- Matt Ridley warns that the UK’s Net Zero policy, forcing the public to give up key assets like petrol cars and gas boilers, could reduce GDP by 10% by 2030.
- Ridley criticises the shift to more expensive and less reliable green technologies, arguing it makes the country poorer and transfers wealth from the poor to the rich.
Former Hereditary peer of the United Kingdom, Matt Ridley, released an article about a leaked government analysis that warned that the UK’s Net Zero policy could reduce GDP by 10% by 2030. Surprisingly, the analysis predicts that this could happen if Net Zero succeeds, not fails.

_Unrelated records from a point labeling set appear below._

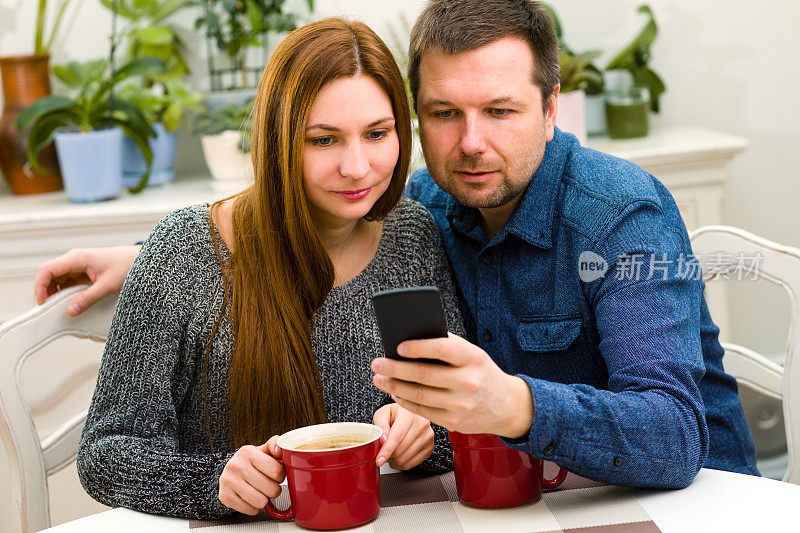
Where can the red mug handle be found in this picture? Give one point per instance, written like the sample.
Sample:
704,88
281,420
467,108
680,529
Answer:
556,481
274,512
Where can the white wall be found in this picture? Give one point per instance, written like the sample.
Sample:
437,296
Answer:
729,65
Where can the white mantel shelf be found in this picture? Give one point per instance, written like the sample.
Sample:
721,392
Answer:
665,146
43,210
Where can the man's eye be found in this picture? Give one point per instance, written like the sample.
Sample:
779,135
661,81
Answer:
322,141
500,112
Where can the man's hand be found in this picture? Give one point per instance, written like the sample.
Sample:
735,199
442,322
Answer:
408,437
104,268
472,395
251,477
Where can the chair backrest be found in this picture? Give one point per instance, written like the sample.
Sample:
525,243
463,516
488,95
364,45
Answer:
31,460
727,246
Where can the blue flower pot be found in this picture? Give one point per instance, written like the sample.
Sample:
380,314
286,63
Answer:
133,164
91,164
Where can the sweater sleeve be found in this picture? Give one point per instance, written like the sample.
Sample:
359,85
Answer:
129,454
436,271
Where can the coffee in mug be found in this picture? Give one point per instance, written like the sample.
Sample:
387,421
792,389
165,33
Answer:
333,442
331,473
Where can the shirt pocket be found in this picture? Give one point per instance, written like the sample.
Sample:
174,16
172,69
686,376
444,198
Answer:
548,334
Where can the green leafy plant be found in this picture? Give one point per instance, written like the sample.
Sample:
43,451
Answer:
166,105
93,107
236,25
147,34
635,58
40,46
578,71
230,117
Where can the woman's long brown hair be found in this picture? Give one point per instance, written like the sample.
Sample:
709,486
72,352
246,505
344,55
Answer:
279,272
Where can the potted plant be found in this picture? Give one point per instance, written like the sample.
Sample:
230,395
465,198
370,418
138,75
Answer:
237,27
627,107
25,80
163,96
88,127
225,137
580,78
576,77
163,107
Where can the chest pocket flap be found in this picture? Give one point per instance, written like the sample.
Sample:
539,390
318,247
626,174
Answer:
547,335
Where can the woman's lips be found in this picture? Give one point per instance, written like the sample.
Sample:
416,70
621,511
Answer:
354,195
475,177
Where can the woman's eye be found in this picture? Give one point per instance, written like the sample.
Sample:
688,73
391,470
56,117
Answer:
322,141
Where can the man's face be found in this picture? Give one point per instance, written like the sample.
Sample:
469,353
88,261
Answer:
482,126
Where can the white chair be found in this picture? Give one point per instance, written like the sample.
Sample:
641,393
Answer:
725,246
30,459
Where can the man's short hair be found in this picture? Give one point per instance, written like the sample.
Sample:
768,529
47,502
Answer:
456,26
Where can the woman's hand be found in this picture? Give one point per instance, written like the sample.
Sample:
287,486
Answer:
408,437
251,477
104,268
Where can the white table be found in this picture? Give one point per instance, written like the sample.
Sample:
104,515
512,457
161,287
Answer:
715,501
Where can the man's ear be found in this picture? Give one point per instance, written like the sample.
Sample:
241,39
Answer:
552,111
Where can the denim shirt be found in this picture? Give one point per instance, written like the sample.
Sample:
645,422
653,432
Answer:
590,294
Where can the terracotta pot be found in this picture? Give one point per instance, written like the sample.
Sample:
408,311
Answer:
25,80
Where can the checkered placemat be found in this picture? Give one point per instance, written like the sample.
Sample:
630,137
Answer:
429,504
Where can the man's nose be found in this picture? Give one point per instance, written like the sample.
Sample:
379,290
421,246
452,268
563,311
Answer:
473,140
355,163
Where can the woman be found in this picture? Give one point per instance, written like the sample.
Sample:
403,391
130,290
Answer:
244,320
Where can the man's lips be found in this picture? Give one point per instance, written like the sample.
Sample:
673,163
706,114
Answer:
473,176
354,195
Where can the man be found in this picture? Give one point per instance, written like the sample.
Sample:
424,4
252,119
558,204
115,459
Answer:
599,371
605,372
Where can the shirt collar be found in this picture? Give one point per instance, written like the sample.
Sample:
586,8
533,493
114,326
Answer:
532,219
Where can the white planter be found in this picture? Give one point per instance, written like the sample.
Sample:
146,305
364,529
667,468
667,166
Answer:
595,114
231,169
571,115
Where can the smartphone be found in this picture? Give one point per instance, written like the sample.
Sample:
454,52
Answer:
406,314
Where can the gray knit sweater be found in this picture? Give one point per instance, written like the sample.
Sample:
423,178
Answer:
145,444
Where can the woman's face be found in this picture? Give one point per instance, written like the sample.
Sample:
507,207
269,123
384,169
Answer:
351,148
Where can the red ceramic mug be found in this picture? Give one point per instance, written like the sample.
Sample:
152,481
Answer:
333,488
490,474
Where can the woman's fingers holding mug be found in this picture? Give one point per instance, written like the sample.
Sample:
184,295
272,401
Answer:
418,442
397,431
266,464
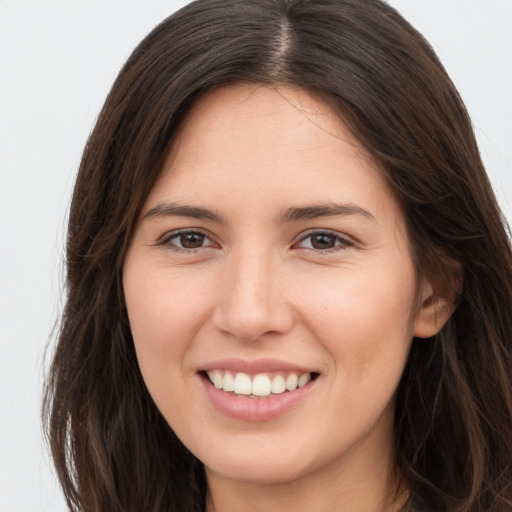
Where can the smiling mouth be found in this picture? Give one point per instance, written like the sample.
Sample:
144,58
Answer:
261,385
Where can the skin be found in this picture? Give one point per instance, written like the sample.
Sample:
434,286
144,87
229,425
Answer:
256,287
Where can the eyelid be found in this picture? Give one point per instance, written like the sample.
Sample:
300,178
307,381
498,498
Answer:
165,240
345,240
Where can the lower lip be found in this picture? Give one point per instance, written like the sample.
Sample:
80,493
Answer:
255,409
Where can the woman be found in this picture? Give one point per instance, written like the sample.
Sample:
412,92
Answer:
289,283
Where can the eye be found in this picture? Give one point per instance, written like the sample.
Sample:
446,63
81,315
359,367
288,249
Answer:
323,241
187,240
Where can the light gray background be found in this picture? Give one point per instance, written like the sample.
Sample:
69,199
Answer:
58,59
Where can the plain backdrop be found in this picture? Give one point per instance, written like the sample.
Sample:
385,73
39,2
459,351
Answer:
58,59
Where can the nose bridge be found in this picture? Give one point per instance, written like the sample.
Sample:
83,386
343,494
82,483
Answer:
251,304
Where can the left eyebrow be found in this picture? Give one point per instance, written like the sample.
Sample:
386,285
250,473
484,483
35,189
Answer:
172,209
324,210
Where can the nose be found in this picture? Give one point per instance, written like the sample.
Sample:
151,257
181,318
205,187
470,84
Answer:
252,299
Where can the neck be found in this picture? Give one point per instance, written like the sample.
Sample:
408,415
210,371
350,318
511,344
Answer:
350,487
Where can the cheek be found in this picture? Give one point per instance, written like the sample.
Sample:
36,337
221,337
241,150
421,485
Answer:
364,320
164,313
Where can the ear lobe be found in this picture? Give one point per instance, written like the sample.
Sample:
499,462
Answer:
437,306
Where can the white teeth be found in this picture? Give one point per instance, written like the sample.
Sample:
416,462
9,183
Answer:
261,385
229,382
242,384
291,382
217,379
304,379
278,385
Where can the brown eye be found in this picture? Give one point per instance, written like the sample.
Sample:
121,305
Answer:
192,240
322,241
188,240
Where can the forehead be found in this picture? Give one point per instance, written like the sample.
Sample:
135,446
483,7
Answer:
254,146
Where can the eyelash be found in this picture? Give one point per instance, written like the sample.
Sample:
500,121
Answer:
341,242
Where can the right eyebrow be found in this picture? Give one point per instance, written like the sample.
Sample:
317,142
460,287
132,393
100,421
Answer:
164,209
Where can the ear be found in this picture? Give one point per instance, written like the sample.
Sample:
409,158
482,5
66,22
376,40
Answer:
437,305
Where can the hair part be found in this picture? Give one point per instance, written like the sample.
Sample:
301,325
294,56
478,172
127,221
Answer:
112,448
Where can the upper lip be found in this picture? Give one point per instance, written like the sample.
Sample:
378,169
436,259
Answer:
255,366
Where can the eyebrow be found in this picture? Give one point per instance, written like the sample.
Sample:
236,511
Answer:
324,210
291,214
172,210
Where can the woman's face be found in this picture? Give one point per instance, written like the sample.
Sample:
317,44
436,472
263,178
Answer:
271,251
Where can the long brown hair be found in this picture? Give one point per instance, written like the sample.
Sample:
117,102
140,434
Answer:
112,449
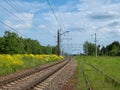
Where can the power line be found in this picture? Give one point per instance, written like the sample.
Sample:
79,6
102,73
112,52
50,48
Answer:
60,16
12,13
12,28
17,5
11,5
54,13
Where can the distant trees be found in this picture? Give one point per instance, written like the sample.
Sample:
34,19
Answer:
112,49
11,43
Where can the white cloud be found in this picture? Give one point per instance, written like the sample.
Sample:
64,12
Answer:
23,22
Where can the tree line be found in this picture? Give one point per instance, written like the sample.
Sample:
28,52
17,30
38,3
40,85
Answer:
112,49
12,43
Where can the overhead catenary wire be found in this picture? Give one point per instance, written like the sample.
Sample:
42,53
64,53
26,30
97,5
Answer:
11,28
12,14
54,14
59,14
18,6
11,5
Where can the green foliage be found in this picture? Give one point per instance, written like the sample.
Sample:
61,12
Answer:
112,50
11,43
89,48
99,81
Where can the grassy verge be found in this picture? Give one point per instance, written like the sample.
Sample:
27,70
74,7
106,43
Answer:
13,63
109,65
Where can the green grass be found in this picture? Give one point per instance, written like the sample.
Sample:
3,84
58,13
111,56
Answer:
109,65
12,63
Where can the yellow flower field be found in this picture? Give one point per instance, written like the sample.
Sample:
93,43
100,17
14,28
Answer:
12,63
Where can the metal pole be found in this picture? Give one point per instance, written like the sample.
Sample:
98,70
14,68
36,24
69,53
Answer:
58,35
96,44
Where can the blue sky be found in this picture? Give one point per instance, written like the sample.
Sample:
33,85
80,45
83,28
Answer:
34,19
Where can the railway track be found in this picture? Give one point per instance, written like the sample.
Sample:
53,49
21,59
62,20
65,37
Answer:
31,79
89,85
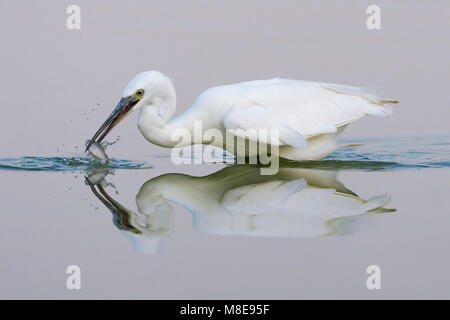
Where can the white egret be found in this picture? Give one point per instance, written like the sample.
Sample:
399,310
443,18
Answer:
239,201
308,115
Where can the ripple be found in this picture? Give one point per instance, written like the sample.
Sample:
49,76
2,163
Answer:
67,164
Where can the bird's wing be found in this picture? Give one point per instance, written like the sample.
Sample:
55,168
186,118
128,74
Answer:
257,124
298,109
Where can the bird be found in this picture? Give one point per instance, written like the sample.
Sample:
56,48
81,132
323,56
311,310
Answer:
238,201
307,115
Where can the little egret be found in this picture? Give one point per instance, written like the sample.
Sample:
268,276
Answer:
308,116
239,201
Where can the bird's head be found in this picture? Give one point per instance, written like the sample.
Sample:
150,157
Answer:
146,88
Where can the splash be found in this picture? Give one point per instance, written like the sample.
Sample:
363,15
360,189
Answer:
67,164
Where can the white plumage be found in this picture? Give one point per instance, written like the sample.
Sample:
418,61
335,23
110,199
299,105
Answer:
308,115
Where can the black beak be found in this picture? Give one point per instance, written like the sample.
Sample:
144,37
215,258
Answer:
120,112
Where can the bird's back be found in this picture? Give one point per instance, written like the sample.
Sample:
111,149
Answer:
311,108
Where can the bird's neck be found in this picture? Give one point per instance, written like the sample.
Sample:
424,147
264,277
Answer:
155,121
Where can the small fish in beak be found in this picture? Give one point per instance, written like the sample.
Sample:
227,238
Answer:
122,109
97,151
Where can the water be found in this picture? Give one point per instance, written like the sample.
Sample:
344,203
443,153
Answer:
358,154
67,164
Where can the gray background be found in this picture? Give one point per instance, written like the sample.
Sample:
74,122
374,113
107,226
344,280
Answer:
52,78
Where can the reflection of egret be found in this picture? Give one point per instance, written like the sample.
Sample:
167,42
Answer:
307,115
239,201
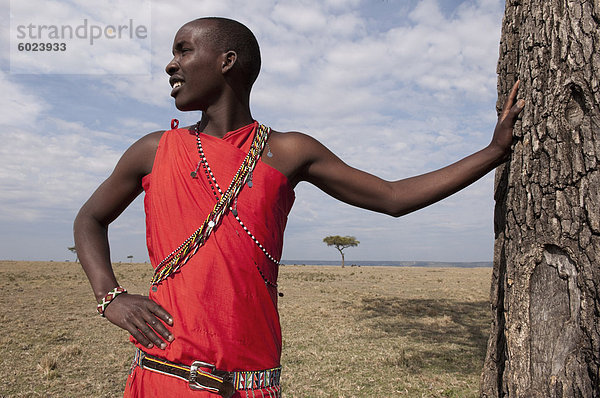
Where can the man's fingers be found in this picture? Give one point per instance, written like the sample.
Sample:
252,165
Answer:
143,318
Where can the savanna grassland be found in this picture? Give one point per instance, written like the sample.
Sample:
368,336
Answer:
348,332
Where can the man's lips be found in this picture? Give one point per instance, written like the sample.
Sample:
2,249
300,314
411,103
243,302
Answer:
176,86
176,82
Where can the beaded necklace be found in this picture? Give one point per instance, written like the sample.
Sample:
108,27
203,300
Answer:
180,256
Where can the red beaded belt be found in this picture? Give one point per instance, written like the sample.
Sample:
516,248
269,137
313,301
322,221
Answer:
203,376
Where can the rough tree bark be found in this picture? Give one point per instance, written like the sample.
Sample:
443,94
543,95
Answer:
545,337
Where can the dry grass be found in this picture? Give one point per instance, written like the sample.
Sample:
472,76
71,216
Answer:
352,332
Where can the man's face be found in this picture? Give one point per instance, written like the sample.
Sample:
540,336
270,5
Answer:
195,69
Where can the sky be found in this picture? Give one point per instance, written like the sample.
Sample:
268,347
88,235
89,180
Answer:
396,88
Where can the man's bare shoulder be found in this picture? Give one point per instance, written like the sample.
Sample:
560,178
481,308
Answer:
292,152
138,159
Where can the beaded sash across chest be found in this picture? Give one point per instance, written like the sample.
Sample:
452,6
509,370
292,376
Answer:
180,256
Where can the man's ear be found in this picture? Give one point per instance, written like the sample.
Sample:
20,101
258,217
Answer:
229,59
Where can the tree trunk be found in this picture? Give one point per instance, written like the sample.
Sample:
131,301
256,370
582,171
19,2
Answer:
545,337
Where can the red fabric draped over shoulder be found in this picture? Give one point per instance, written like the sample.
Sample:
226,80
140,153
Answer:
223,311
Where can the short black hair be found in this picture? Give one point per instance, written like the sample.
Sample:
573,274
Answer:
228,35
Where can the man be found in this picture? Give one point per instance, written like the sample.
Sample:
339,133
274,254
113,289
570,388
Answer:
211,313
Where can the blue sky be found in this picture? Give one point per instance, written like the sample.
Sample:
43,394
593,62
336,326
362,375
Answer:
396,88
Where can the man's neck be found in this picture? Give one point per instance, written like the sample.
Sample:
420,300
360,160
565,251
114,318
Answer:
219,120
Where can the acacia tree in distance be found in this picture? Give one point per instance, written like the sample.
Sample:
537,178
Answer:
545,337
73,249
340,243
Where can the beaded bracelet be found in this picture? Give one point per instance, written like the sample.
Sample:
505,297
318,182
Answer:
110,296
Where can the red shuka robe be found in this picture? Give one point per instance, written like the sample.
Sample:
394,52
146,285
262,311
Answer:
223,311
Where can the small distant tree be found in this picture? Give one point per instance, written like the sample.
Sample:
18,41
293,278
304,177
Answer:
340,243
74,250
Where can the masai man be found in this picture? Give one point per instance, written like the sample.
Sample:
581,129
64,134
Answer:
217,196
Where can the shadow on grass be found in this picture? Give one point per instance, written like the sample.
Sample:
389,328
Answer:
444,334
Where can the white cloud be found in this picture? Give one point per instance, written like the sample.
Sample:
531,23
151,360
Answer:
396,100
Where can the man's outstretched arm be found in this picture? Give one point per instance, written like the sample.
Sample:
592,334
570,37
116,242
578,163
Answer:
397,198
135,313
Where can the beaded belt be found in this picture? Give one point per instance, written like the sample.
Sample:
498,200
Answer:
204,376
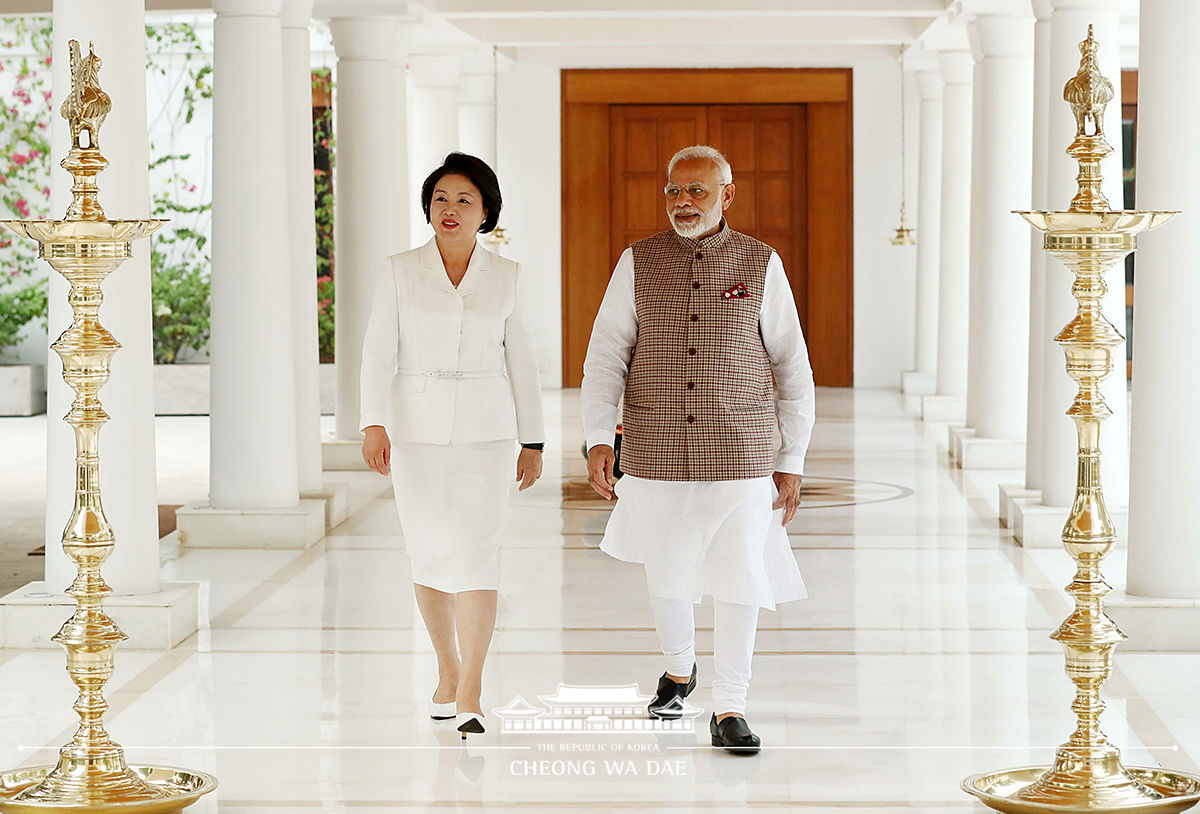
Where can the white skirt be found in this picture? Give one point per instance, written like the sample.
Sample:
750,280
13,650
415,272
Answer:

It suggests that forcing people to give up petrol cars, gas boilers, foreign holidays, and beef would leave valuable assets, like cars, planes, and cows, unused, leading to a serious economic disaster.
Ridley’s article focuses on the idea of “stranding” productive assets. The government might retire old technologies too soon and replace them with more expensive and less reliable ones. In response, a government spokesman claimed that Net Zero is “the economic opportunity of the twenty-first century,” promising jobs, growth, and energy security.
However, Ridley questions whether the government understands the difference between economic growth and spending money. He gives the example of a government order for everyone to throw out their socks and buy new ones. This would create more economic activity but leave people with the same number of socks and less money to spend on other things.
Ridley argues that this is similar to the “broken window fallacy,” first explained by economist Frederic Bastiat over 150 years ago. The article also claims that replacing current technologies with more expensive alternatives, like wind farms for power stations or electric cars for petrol vehicles, is a mistake.
These new technologies are often less reliable and need big subsidies to work. Ridley points out that the UK has spent over £100 billion on green energy subsidies in recent decades, making electricity the most expensive in the developed world.
While some have made money from the green energy shift, Ridley says it mainly transfers wealth from the poor to the rich. He believes the government should focus on the needs of consumers, not producers.
He praises Kemi Badenoch, Member of Parliament of the United Kingdom, for recently returning to a consumer-focused approach. In her speech, Badenoch emphasised the importance of thinking about what benefits people, not just businesses.
Ridley argues that true economic growth comes from using fewer resources to produce more. Right now, Net Zero is making the country poorer, not richer.